En fait, à la base, mon prochain article traitait à propos de la récente et étrange coupe du monde 2006 en Allemagne. Non pas pour parlé du coup de boule de Zidane, non pas pour parlé de cette coupe que l'on a faillit avoir, ni pour parler de Ribery, de Domenech, de Trezeguet ou quique ce soit d'autre. En réalité il est astuscieux de remarquer que depuis le début de cette coupe du monde, les journaux télévisés ne parlent plus que de ça, oubliants aux avantages de certaines politiques, les dossiers et autres importances sur des affaires telles que l'affaire ClearStream. Le tout sur la joie d'une fanfare sonore et patriotique que represente le football mondial et sa coupe en or qui , a elle seule, aurait permit de nourrire des centaines de pauvres petits Somaliens. Enfin, on connait la chanson.
Aprés tout j'ai tout de même apprécié de regarder cette coupe du monde. Il y a un certains "truc" qui accroche mine de rien.
Peut être certains pourraient voir un semblant de ma personne à travers ces précédentes lignes. Oui, j'ai l'esprit critique. Je ne m'en vanterai absoluement pas. Pourquoi? parceque ce n'est pas forcément une qualité, et en tout cas, une qualité qui n'est reconnut qu'en "phrasé".. c'est à dire que les gens de mon âge , disons, ont souvent tendance et cracher plus ou moins sur les gens qui critiquent.
Il y a certes plusieurs manière de critiquer. Il y a la critique sans interêt et blessante que je ne placerai même pas dans la catégorie critique. Deplus elle est sans la moindre profondeur et ne s'exprime au moyen d'insultes et autres diffamations.
Exemple: "tu n'es qu'un gros con, t'a rien dans le crâne abrutis, tu es pathétique".
<<notes: pathétique, mot que beaucoup de "critiqueurs beaufs" emploient sans même avoir le véritable sens de ce mot, jusque parcequ'un méchant de jeux video ou de film l'a employé. Pathétique signifie, qui interpréte la tristesse (le pathos) d'une manière globale.>>
Ce genre de critique est vraiment ridicule. Deplus elle ne contribue qu'a animer l'animosité entre les personnes échangeants des propos. Déjà qu'avec certains, même avec une critique cool et construite, l'animositer se créee parfois.

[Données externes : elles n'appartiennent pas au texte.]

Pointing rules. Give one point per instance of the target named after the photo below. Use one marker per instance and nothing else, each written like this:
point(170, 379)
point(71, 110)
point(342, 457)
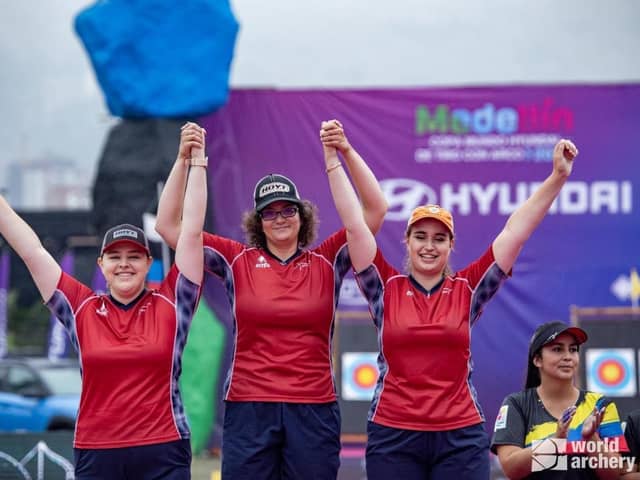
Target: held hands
point(564, 421)
point(592, 423)
point(332, 135)
point(563, 154)
point(191, 142)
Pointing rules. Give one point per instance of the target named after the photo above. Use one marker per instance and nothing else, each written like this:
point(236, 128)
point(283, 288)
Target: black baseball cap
point(547, 333)
point(272, 188)
point(125, 232)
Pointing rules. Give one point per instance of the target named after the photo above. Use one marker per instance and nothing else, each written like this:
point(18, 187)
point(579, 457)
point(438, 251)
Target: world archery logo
point(549, 454)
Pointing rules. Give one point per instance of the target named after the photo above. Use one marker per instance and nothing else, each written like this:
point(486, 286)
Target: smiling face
point(125, 267)
point(429, 245)
point(558, 359)
point(281, 232)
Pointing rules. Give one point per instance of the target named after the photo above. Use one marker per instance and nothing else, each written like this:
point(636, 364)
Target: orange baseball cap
point(431, 211)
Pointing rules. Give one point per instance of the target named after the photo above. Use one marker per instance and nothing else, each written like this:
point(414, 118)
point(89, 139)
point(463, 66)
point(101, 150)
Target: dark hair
point(254, 234)
point(538, 340)
point(448, 271)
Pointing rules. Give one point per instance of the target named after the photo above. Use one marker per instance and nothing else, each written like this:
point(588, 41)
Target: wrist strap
point(333, 167)
point(199, 162)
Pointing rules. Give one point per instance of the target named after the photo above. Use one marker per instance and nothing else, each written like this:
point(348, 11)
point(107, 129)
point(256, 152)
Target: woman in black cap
point(552, 407)
point(131, 421)
point(281, 417)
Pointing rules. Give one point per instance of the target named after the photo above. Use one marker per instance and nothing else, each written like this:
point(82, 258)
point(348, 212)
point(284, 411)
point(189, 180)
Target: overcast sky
point(51, 103)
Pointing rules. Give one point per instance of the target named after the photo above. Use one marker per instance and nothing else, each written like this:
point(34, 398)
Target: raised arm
point(189, 252)
point(527, 217)
point(20, 236)
point(374, 205)
point(169, 219)
point(362, 244)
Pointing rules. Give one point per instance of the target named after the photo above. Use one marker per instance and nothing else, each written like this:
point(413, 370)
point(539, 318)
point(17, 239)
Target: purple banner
point(5, 262)
point(479, 152)
point(58, 345)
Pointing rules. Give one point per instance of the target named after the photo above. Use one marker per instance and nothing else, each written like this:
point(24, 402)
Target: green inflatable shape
point(200, 369)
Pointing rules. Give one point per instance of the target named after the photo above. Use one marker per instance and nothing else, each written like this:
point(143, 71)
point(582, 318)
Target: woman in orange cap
point(425, 420)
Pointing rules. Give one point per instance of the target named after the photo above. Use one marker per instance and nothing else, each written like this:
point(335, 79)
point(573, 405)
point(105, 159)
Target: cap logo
point(273, 187)
point(125, 232)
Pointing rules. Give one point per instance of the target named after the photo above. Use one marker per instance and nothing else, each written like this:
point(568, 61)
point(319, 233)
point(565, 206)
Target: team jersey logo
point(102, 311)
point(262, 262)
point(501, 419)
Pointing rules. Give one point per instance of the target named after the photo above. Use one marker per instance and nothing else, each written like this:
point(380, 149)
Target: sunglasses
point(286, 212)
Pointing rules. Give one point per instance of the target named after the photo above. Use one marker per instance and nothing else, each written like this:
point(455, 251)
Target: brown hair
point(448, 271)
point(252, 226)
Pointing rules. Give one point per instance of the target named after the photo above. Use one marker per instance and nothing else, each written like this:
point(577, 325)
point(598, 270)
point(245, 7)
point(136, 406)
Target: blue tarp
point(160, 58)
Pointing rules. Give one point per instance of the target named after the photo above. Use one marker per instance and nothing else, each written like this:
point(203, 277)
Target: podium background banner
point(479, 152)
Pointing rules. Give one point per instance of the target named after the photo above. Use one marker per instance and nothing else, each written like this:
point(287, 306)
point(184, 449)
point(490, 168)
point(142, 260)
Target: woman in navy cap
point(552, 407)
point(131, 421)
point(281, 417)
point(425, 420)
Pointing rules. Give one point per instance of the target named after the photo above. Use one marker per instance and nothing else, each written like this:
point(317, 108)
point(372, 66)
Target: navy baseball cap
point(272, 188)
point(125, 233)
point(547, 333)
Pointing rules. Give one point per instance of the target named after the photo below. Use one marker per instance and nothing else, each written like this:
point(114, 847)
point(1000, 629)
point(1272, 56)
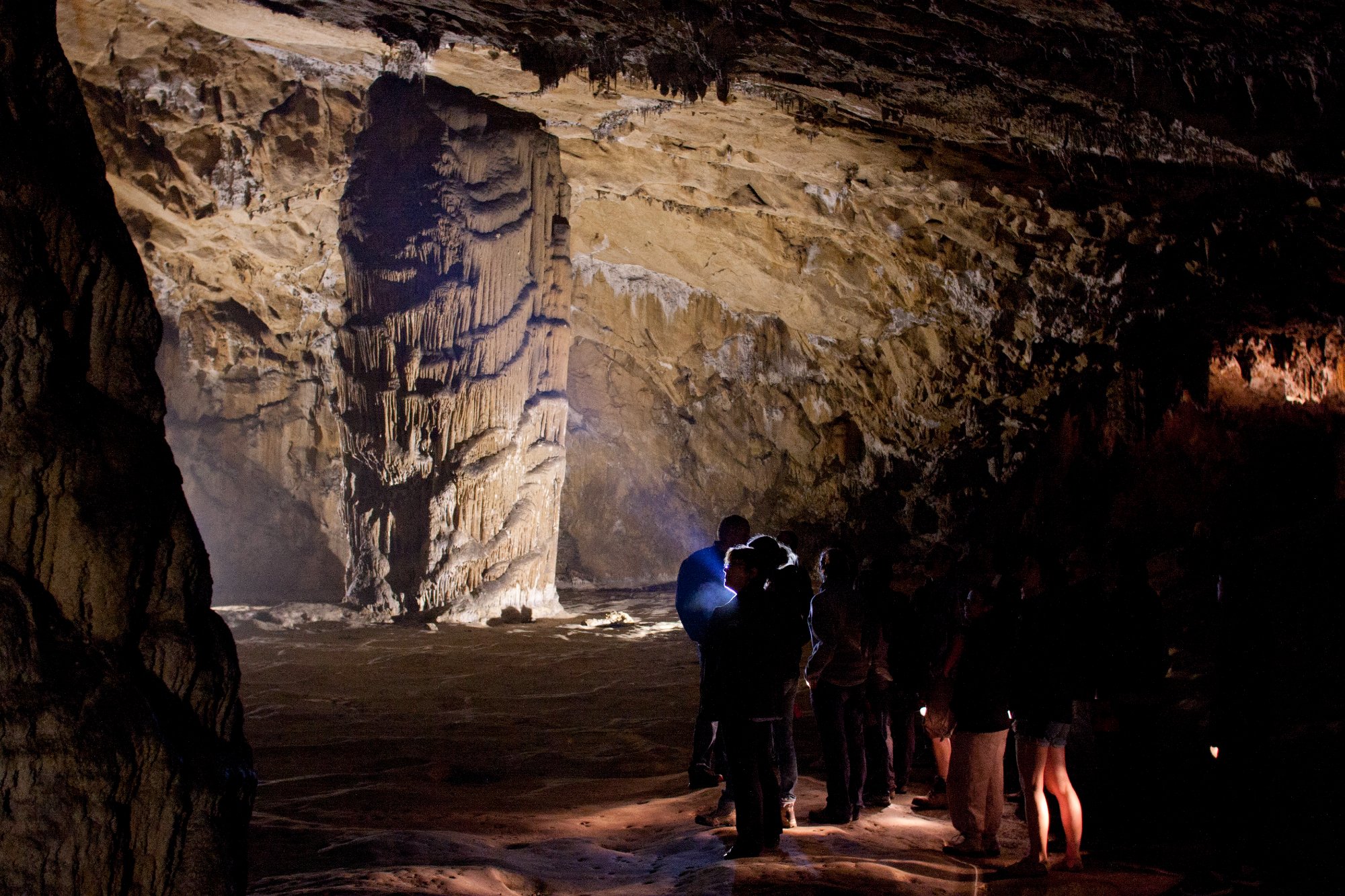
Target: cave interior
point(377, 321)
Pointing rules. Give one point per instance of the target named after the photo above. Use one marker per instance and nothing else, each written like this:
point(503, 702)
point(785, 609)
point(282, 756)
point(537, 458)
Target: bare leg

Ensuite nous avons la critique pas méchante mais plate. Le même genre que plus haut, en beaucoup plus acceptable. Cette critique est facilement critiquable (yeah!).
Exemple: << je trouve que led zepplin c'est nul parceque j'aime pas.>> Point barre!
Ca me fera toujours rire. Certains ne trouvent même plus la force d'en dire plus.
On tombe bien bas, mais bon, on ne peut en vouloir a personne...
Mais c'est facilement agaçant avec les personnes REFUSANTS catégoriquement l'argumentation, encore pire avec ceux qui aprés s'esclafent: "Mé lol chui po 1 1telo mdr j'kif pa ékrir d truk 2 filosofe kiffage a donf".
(bon ok, c'est satyrique, mais on en est pas loin). Navrant.
Ensuite il y a la critique courageuse, mais qui s'écrase. Il y a la pertinence, mais il n'y a pas... la construction.
N'ayant pas d'exemple sous la main, je vous laisse "interpréter" mes propos.
Et enfin, il y a la "bonne" critique, à différent degrés.
La critique éventuellement pertinente, mais surtout construite , avec des arguments solides, qui tiennent debout, et qui ménent quelques part.
Pas d'exemple, car sinon.. je vous vois venir!
d'ailleurs à ce propos, je n'insinue aucunément que mes critiques font forcément partis de cette dernière catégorie, bien au contraire, j'écris parfois des critiques plates, mais certainement jamais celle de la première catégorie.
Ce que je veux dire avec cet article(qui s'adresse aux gens ayant des formes de réticences envers la pratique régulière de la critique) c'est qu'une personne critiquant n'est pas forcément un type relou coincé du cul qui casse lambiance.
Aprés ca dépend de la personne, de ses propos, du nombre de fois qu'il critique, comment, sur quel ton etc.
Une critique doit être accepté sans pour autant forcément donné raison a l'auteur de la critique.
bon évidement il y a des critiques inaceptable. Un type généreux qui donne clairement aux autres ne peut pas accépter la critique "tu es égoïste".
Par ailleurs, quand je parle de critique, je préfére éviter de parlé de jugement.
Les jugements direct envers la personne d'autrui sont souvent sujet d'animosités profondes. Les jugements de comportements le sont moins.. mais beaucoup font l'amalgame.